Per integrare la pensione i fondi pensione sono spesso più efficienti, grazie alla deducibilità fino a 5.164 euro l'anno. Una polizza vita può affiancarli per la flessibilità e la protezione successoria, ma raramente la batte sul piano dei costi e del vantaggio fiscale specifico per la previdenza.

Quanto rende davvero una polizza vita di Ramo I?

Le gestioni separate, investendo soprattutto in titoli di Stato, oggi rendono indicativamente tra l'1,5% e il 3% lordo annuo, a seconda dei tassi. Da questo va tolta la tassazione e soprattutto i costi della polizza. Il vantaggio è la stabilità e la frequente garanzia del capitale, non il rendimento elevato.

Posso perdere i soldi con un'assicurazione sulla vita?

Dipende dal tipo. Le polizze rivalutabili di Ramo I spesso garantiscono il capitale versato. Le unit linked di Ramo III, invece, sono legate ai mercati: se i fondi sottostanti scendono, puoi subire perdite, anche consistenti.

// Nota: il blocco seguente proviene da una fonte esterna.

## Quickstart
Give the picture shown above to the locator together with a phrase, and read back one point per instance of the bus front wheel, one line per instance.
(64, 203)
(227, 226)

Leggi sempre il documento informativo per capire se c'è una garanzia.

Come si tassa il capitale liquidato agli eredi?

Il capitale caso morte erogato ai beneficiari è generalmente esente da imposta di successione e dall'imposta sui redditi sulla componente demografica. La parte di rendimento finanziario maturata segue invece la tassazione ordinaria al 26%, con l'aliquota ridotta al 12,5% sulla quota in titoli di Stato.

Conclusione

L'assicurazione sulla vita è uno strumento eccellente per proteggere chi dipende da te, ma come puro investimento i costi elevati la rendono spesso inferiore a un portafoglio di ETF a basso costo. Il consiglio pratico è separare i due obiettivi: una temporanea caso morte per la protezione e un piano di accumulo disciplinato per la crescita del capitale. Valuta i vantaggi successori e fiscali della polizza solo se rispondono a un tuo bisogno reale, non perché te la propongono allo sportello.

Le informazioni di questo articolo hanno scopo divulgativo e non costituiscono consulenza finanziaria o assicurativa. Ogni investimento comporta il rischio di perdita del capitale: valuta la tua situazione con un professionista indipendente prima di decidere.